[Libav-user] Muxed audio and video streams are not synchronized.
Talgorn François-Xavier
fxtalgorn at yahoo.fr
Thu Jun 11 11:32:51 CEST 2015
Dear libav users,
I'm trying to do the following:
1. Decode a packet from a H264 encoded video (orig_packet),
2. Scale the resulting YUV frame to RGB24,
3. Draw a watermark on the resulting frame,
4. Scale it back to YUV420P,
5. Encode yuv frame in a new packet (styl_packet),
6. Copy dts and pts time from original packet to the stylized packet
7. Write this packet in a MPEG4 container
So far, and it's been a painful and long way to reach this point, everything works (almost)
great but I'm facing two issues:
1) Video and audio are not synched, it seems that the video is a bit slower than it should be (see packet duration & timestamps below)
2) The resulting image quality is poor, we can see macro blocks covering the whole images (even in still parts of the frames).

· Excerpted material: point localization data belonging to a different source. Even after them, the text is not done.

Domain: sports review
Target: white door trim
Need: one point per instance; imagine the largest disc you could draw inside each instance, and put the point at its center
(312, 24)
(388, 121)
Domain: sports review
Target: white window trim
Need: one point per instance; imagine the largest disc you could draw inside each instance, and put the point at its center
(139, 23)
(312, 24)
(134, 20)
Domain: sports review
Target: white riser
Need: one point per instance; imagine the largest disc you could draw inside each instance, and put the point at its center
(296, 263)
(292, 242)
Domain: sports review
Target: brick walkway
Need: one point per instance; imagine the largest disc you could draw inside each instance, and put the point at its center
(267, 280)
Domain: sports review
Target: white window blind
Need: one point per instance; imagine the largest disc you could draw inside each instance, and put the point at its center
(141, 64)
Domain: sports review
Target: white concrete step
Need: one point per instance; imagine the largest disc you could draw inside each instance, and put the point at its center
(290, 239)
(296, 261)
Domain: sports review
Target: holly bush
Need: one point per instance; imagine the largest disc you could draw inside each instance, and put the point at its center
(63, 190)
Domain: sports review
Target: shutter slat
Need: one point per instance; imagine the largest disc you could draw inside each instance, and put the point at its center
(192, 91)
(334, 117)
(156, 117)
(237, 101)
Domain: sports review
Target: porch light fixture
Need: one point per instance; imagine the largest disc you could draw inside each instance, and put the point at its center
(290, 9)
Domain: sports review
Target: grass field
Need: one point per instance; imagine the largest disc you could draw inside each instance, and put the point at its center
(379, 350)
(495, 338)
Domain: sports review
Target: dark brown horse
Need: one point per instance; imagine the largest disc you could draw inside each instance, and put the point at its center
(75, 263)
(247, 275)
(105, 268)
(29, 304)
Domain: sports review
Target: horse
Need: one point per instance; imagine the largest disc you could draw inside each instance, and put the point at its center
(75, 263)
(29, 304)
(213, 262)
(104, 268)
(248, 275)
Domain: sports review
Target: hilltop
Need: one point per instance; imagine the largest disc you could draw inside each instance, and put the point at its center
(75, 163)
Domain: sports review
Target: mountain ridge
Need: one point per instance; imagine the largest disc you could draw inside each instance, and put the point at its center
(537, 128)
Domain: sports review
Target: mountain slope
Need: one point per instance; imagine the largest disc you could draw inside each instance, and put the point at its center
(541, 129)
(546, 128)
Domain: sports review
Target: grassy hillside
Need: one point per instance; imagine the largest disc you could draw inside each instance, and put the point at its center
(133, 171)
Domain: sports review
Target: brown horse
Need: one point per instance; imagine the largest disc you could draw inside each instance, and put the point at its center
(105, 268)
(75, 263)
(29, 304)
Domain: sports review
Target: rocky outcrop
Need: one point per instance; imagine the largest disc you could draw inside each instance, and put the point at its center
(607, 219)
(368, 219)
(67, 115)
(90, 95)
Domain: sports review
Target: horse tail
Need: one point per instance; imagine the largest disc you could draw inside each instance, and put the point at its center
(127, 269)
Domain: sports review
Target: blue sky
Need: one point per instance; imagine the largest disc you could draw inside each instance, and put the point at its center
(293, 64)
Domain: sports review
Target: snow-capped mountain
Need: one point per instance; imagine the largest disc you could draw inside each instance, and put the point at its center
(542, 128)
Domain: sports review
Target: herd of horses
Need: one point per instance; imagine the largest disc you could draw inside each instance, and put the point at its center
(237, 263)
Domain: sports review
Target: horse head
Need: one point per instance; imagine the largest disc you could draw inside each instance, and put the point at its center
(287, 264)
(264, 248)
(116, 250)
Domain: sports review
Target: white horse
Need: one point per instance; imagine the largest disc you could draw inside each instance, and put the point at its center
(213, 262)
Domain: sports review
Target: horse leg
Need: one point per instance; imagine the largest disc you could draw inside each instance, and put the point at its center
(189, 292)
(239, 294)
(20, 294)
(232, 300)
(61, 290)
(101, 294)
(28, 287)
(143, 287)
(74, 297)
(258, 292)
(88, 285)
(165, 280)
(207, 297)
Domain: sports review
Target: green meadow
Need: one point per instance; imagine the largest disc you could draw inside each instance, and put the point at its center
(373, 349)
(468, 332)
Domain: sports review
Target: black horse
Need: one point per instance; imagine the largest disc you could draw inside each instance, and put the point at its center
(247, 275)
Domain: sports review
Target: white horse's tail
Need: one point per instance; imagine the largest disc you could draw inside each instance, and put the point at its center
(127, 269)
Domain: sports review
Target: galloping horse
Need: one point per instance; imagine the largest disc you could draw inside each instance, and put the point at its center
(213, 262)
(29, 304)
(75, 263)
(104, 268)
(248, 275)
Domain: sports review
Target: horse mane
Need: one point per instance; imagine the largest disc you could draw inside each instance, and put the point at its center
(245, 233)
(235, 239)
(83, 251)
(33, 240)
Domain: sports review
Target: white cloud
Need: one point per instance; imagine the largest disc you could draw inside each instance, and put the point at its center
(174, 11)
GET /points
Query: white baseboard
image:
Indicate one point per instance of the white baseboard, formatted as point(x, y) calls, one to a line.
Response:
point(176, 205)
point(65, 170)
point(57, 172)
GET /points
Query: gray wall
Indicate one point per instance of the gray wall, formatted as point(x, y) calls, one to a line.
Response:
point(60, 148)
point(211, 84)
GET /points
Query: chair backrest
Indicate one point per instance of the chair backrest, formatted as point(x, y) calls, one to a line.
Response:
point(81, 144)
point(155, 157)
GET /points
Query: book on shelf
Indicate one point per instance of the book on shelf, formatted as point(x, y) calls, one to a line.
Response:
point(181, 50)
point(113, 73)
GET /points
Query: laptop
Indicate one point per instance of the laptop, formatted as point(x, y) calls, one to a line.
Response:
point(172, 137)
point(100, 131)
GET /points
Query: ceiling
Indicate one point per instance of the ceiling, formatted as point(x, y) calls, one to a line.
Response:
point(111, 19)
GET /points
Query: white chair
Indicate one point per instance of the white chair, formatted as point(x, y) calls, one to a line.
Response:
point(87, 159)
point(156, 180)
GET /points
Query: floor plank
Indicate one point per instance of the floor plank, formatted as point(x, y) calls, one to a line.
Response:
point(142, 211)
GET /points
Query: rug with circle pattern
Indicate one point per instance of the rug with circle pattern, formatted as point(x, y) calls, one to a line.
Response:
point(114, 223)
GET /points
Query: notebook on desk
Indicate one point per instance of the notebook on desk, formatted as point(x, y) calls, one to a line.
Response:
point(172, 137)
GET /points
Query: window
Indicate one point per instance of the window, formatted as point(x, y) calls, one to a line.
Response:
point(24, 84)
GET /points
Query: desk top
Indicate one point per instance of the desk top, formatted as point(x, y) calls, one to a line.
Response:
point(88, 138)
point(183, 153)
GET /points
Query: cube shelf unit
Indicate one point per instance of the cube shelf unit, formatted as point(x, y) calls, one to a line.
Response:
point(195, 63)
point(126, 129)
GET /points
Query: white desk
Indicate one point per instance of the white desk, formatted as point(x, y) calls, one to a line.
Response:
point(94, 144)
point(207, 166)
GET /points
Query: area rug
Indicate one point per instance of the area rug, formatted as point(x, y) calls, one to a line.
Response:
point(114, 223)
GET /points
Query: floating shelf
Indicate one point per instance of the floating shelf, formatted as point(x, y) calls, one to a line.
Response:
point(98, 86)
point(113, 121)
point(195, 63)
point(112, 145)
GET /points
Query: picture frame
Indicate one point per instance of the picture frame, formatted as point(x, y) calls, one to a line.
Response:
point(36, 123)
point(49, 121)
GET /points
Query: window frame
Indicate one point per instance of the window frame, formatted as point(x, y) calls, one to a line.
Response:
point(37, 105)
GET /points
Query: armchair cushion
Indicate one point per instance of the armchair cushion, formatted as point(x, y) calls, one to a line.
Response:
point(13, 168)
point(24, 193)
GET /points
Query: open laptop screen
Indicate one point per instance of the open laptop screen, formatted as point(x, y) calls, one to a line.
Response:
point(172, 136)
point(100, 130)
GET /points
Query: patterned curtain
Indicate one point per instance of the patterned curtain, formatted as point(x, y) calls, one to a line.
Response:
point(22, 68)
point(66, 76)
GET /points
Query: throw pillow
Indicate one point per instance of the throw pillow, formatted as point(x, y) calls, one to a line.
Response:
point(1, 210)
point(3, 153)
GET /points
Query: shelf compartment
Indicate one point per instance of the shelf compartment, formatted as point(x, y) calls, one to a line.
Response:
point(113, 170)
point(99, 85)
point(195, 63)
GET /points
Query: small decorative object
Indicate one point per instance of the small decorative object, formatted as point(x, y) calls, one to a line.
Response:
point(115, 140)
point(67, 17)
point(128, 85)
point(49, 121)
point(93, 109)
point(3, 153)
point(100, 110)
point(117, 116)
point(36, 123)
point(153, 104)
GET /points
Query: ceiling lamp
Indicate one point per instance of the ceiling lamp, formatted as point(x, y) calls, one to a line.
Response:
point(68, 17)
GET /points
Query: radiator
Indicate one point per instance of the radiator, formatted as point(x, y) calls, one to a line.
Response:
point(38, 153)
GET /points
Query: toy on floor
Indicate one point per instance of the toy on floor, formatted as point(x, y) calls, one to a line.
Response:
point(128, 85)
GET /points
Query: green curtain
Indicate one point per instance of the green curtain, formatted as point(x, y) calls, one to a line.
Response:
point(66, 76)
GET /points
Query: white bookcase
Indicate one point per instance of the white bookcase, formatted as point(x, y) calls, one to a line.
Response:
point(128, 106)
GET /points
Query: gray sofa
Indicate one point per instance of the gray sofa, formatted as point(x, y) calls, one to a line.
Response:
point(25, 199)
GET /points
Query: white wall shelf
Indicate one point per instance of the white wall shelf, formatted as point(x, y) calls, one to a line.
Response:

Any help would be a big relief !
Thank you!
Here is the code for the stylization:
_______________________________
void vs_stylize(VS_VideoContext *in_video_ctx, VS_VideoContext *out_video_ctx)
{
AVStream *in_stream, *out_stream;
AVPacket orig_pkt, styl_pkt;
VS_Picture *yuv_pix=vs_alloc_picture(in_video_ctx, VS_PIX_FMT_YUV420P);
VS_Picture *rgb_pix=vs_alloc_picture(in_video_ctx, VS_PIX_FMT_RGB24);
int ret, got_something;
int idx=0;//saved frame index in name
av_init_packet(&orig_pkt);
av_init_packet(&styl_pkt);
while(1)
{
ret=av_read_frame(in_video_ctx->format_ctx, &orig_pkt);
if(ret<0)
break;
in_stream=in_video_ctx->format_ctx->streams[orig_pkt.stream_index];
out_stream=out_video_ctx->format_ctx->streams[orig_pkt.stream_index];
log_packet(in_video_ctx->format_ctx, &orig_pkt, "in");
if(in_stream->codec->codec->type==AVMEDIA_TYPE_AUDIO)
{
// simply copy audio packet
orig_pkt.pts = av_rescale_q_rnd(orig_pkt.pts, in_stream->time_base, out_stream->time_base, AV_ROUND_NEAR_INF|AV_ROUND_PASS_MINMAX);
orig_pkt.dts = av_rescale_q_rnd(orig_pkt.dts, in_stream->time_base, out_stream->time_base, AV_ROUND_NEAR_INF|AV_ROUND_PASS_MINMAX);
orig_pkt.duration = av_rescale_q(orig_pkt.duration, in_stream->time_base, out_stream->time_base);
orig_pkt.pos = -1;
ret = av_interleaved_write_frame(out_video_ctx->format_ctx, &orig_pkt);
if (ret < 0) {
fprintf(stderr, "Error muxing packet\n");
break;
}
}
else
if(in_stream->codec->codec->type==AVMEDIA_TYPE_VIDEO)
{
//Decode packet (orig_packet),
//Scale to RGB24,
//Put a watermark on the frame,
//Scale back to YUV420P,
//Copy dts and pts time from original packet
//Encode yuv frame in a new packet (styl_packet);
ret=avcodec_decode_video2(in_stream->codec, yuv_pix->av_frame, &got_something, &orig_pkt);
if(got_something!=0)
{
rgb_pix->av_frame=YUVtoRGB(yuv_pix->av_frame, in_stream->codec);
waterMark(rgb_pix->av_frame, in_stream->codec);
yuv_pix->av_frame=RGBtoYUV(rgb_pix->av_frame, in_stream->codec);
avcodec_encode_video2(out_stream->codec, &styl_pkt, yuv_pix->av_frame, &got_something);
if(!got_something)
{
INFO(stderr, ":-( Unable to encode yuv frame.\n");
exit(0);
}
}
//copy timestamps
//Note: dans transcodeing .c they use av_packet_rescale_ts()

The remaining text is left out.